The New York Times Magazine article from 20 July "Pinterest, Tumblr and the Trouble With ‘Curation’" makes me feel like someone just dissected and psychoanalised my favourite little pet past-time, which is exactly what they did. I feel vulnerable and a little put-off. The article discusses websites, tumblrs, blogs, and Pinterest and the internet theme of presenting images next to one another on a website without many words. I go to plenty of websites like this, my favourites being The Sartorialist, Garance Dore (she has more words), Pinterest, Jak and Jil and occasionally Musings in Femininity (tumblr), The Glitter Guide, and A Well Travelled Woman (tumblr). The article asks the question: Why do I (and millions of others like me) love these websites? Frankly, I'd rather they leave us alone to our nice little diversions.
Is Pinterest and blogging (the type of blogging that I normally do, posting pictures of things that I think are pretty or interesting) curation? Curation meaning, by my definition, carefully selecting things in order to create a message or impact when they are all together. The article seems to say, 'Maybe but probably not.': "
“Curation” does imply something far more deliberate than these inspiration blogs, whose very point is to put the viewer into an aesthetic reverie unencumbered by thought or analysis. These sites are not meant (as curation is) to make us more conscious, but less so. "It's true. When I see each picture, I have a jolt of creative input (which feels good and stimulating) and I judge it (which feels like I am accomplishing something, putting the universe in order). I also want to make for myself a personal "catalogue of curiosities" (hence the motto for this blog) so that I can go back and find the things that were pleasing to me in order to connect them to other ideas or to act upon them in some way. She continues...
"That might be O.K., but it also means they have a lot more in common with advertising than they do with curation. After all, advertising trains us to keep our desire always at the ready, nurturing that feeling that something is missing, then redirecting it toward a tangible product. In the end, all that pent-up yearning needs a place to go, and now it has that place online. But products are no longer the point. The feeling is the point. And now we can create that feeling for ourselves, then pass it around like a photo album of the life we think we were meant to have but don’t, the people we think we should be but aren’t."I feel very pinned to the wall with this one. It reminds me of some notes I took at a youth group weekend away. The speaker said something about training our "wanters" to want things that are good things (Christ) not bad things (pride/sin). It seems as though our wanters are so highly stimulated that when we are not being pelted with advertising we seek out similar stimulation elsewhere. It's like being a child who is given candy for good behaviour and then goes on to be a candy connoisseur and candy collector and opens up a factory to create and sell candy when the point the whole time was to encourage good behaviour. Or something.
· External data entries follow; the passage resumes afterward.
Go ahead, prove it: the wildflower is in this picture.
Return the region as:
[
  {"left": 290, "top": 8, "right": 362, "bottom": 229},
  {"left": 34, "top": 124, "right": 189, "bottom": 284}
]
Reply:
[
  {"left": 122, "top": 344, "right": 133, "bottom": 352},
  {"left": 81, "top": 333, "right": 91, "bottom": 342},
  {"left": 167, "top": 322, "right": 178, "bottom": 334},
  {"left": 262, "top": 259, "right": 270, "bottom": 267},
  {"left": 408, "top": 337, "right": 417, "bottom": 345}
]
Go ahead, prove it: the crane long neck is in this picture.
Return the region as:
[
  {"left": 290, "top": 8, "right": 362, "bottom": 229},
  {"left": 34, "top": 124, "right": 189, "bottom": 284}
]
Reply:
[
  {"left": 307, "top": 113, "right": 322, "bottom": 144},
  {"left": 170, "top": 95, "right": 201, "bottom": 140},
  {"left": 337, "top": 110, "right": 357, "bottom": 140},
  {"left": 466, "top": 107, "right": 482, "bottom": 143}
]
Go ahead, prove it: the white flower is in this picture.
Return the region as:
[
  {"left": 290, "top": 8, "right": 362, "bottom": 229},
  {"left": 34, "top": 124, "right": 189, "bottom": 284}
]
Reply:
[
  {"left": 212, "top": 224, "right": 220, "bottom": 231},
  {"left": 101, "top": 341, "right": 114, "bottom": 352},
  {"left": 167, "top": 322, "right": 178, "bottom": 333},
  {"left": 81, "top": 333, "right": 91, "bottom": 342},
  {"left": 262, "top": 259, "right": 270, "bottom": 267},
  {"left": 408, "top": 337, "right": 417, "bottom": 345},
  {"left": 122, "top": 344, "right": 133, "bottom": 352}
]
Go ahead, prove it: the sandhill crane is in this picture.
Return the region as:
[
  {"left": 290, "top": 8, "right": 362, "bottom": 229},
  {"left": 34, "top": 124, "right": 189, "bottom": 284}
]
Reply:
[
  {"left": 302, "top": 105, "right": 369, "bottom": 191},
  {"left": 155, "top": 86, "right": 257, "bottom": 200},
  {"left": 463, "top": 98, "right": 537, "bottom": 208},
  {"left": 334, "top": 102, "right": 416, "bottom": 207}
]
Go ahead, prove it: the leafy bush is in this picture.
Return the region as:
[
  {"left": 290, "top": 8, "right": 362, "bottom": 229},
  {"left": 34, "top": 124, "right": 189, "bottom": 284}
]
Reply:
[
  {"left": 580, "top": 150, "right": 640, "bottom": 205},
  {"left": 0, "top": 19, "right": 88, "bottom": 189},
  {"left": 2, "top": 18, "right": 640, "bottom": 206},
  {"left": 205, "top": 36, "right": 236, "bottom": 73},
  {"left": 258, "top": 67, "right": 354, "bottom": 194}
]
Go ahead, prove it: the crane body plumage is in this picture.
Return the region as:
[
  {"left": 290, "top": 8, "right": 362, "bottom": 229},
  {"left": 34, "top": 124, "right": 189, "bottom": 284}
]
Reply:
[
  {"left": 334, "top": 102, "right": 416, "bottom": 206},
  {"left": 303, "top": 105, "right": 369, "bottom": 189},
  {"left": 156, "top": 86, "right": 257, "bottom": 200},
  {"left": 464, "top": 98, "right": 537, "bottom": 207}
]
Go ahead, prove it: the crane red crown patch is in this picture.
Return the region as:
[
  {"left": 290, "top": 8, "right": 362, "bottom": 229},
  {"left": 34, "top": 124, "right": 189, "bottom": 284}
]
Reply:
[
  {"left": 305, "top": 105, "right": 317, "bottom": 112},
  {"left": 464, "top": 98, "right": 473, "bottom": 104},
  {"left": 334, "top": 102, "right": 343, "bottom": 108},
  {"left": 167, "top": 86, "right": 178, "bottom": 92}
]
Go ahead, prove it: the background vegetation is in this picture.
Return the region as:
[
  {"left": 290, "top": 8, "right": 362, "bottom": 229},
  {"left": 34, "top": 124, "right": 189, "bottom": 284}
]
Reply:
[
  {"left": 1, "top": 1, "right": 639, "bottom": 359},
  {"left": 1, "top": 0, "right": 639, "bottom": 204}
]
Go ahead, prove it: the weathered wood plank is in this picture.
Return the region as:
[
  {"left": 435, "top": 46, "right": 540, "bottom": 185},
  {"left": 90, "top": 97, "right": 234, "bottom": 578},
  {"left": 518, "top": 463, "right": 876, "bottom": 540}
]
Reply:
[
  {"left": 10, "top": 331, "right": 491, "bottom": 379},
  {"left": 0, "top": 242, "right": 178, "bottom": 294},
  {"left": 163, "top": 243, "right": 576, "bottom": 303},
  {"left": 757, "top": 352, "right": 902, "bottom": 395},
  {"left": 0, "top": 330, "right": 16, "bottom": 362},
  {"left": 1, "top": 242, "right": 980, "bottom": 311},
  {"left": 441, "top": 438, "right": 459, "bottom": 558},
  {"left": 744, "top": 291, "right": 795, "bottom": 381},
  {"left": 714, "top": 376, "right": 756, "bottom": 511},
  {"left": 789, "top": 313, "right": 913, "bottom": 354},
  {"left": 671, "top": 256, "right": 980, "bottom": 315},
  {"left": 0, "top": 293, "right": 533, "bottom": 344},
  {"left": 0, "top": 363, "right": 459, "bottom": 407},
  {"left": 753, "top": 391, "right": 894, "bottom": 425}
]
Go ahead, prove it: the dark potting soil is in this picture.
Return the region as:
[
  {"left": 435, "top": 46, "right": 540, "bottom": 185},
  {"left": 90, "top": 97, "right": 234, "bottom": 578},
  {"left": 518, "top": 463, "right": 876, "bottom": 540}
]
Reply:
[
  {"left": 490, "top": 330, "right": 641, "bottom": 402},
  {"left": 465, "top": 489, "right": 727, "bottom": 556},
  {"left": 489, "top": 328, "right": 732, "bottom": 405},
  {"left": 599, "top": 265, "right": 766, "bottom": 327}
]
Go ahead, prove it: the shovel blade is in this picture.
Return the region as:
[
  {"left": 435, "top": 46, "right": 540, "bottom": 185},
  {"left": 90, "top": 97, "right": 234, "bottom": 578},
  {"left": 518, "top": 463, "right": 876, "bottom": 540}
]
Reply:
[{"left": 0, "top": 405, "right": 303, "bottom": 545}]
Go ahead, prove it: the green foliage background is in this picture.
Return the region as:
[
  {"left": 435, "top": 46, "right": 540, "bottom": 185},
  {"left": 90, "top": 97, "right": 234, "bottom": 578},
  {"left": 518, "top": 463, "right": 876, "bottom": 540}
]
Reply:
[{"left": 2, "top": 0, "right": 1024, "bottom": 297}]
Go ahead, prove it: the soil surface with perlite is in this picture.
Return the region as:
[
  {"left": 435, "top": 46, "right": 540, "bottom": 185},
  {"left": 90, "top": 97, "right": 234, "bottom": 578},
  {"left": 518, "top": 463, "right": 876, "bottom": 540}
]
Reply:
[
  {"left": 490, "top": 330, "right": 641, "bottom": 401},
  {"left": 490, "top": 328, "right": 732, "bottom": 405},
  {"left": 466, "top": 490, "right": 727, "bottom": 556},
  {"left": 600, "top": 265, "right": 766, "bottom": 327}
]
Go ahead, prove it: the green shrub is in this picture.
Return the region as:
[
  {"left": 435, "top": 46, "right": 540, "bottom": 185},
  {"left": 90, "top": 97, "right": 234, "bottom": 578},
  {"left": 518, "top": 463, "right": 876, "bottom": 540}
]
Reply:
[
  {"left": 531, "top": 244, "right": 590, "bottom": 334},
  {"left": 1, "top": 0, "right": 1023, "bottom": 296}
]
J just came in a read my thoughts so far and said that I shouldn't be so put out by all of this. All of us walk around with holes in our hearts that look to everything to tell us who we were meant to be and what lives we were meant to have. Pinterest, et al. are just one manifestation of where we look to have our hearts filled. But to look at our Creator and to know and see that He made us who we are and loves us is the only completion that we can have. Having that knowledge and love at the centre of our hearts lets Pinterest and everything else fall in to their appropriate place: diversion.